I did a teeny weeny little bit of day trading several years ago, and this pair trading is making my poor brain run in circles.
You are making a promise to deliver in the future
You want to buy a fridge from me at 500$ and take delivery in 2 weeks. I can sell that fridge even if I dont have it as long as I can deliver on the due date. If the prices of fridges in the meantime go down before I have to buy it to deliver to you I can make a good profit, if they go up I will make a loss. Get it?
In addition in FX you do not have to deliver. You effectively buy the contract back. Short selling in shares is based on the same premise. Final thing to consider is that in a currency pair which is incidentally quoted as EURUSD not the other way round, buying the EUR is effectively the same as selling the USD
This one is not right either.
Use the original example of
EUR/USD. You don’t buy this
pair by buying EUR and you
certainly aren’t selling this
pair by buying USD.
gracetrader, listen to Tony he is explaining to you in a clear way. also ecn scalper has a point you should go through school and learn the basics.
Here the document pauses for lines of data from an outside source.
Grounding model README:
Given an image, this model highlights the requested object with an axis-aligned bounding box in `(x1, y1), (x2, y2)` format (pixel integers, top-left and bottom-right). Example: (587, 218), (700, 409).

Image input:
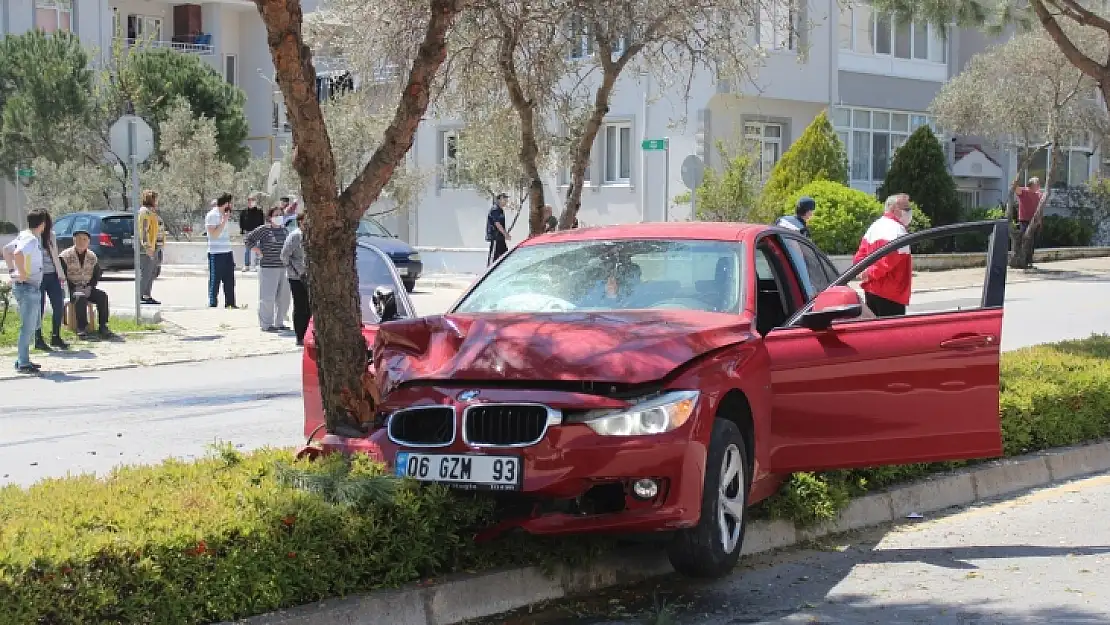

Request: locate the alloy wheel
(717, 444), (745, 554)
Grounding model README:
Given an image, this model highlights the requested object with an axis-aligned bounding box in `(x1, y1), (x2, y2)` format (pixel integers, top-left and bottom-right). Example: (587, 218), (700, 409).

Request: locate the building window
(128, 13), (162, 41)
(756, 0), (798, 50)
(837, 6), (948, 63)
(744, 122), (783, 182)
(831, 108), (937, 183)
(1018, 137), (1094, 189)
(605, 122), (633, 184)
(223, 54), (239, 84)
(440, 130), (466, 189)
(34, 0), (73, 32)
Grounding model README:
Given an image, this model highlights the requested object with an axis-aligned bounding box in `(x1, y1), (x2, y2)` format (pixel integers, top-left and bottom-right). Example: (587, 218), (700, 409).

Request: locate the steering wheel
(648, 298), (705, 311)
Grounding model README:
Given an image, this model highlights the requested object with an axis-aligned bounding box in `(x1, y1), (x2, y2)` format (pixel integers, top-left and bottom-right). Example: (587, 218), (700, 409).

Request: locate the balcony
(115, 37), (215, 57)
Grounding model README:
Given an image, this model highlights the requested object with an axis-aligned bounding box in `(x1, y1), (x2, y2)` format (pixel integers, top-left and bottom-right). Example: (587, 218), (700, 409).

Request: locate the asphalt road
(484, 475), (1110, 625)
(0, 276), (1110, 485)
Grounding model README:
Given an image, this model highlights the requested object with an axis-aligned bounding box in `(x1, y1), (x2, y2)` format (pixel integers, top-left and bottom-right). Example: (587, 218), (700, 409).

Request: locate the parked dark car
(357, 218), (424, 293)
(54, 211), (135, 271)
(285, 216), (424, 293)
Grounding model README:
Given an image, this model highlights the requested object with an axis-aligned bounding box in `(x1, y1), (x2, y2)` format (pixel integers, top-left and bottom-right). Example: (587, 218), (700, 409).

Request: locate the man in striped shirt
(244, 206), (291, 332)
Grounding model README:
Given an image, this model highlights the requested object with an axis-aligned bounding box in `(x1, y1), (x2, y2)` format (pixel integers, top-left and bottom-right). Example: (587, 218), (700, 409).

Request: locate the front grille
(389, 406), (455, 446)
(463, 404), (549, 446)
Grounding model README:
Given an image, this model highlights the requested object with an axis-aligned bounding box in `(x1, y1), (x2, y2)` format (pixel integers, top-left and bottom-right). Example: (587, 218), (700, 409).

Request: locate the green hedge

Its like a futures contract. When you “sell” or “buy” there is no real expectation that you will receive any goods. Its more like a game if you will. You are agreeing to buy or sell at a price and if it goes in your favor then you made a profit if not you lost money. The thing is this “game” is not a game and I can assure you, you will lose money if you don’t put alot of time into understanding this stuff.
If you bought crude oil you wouldnt expect a truck to show up and deliver it, you would buy it and if you are fortunate enought for oil to become more expensive then you could sell it and keep the difference in money. Think of it as virtual oil. You own it even for a minute then you sell it.
I know its confusing but just go through the school like ecn says and things will become more clear.
thanks. john
“[B]Foreign exchange traders don’t typically own an asset. Rather, they make a bet that the price of one currency will strengthen or weaken in relation to another.”[/B]
I think that is a good quote to simplify what has already been said.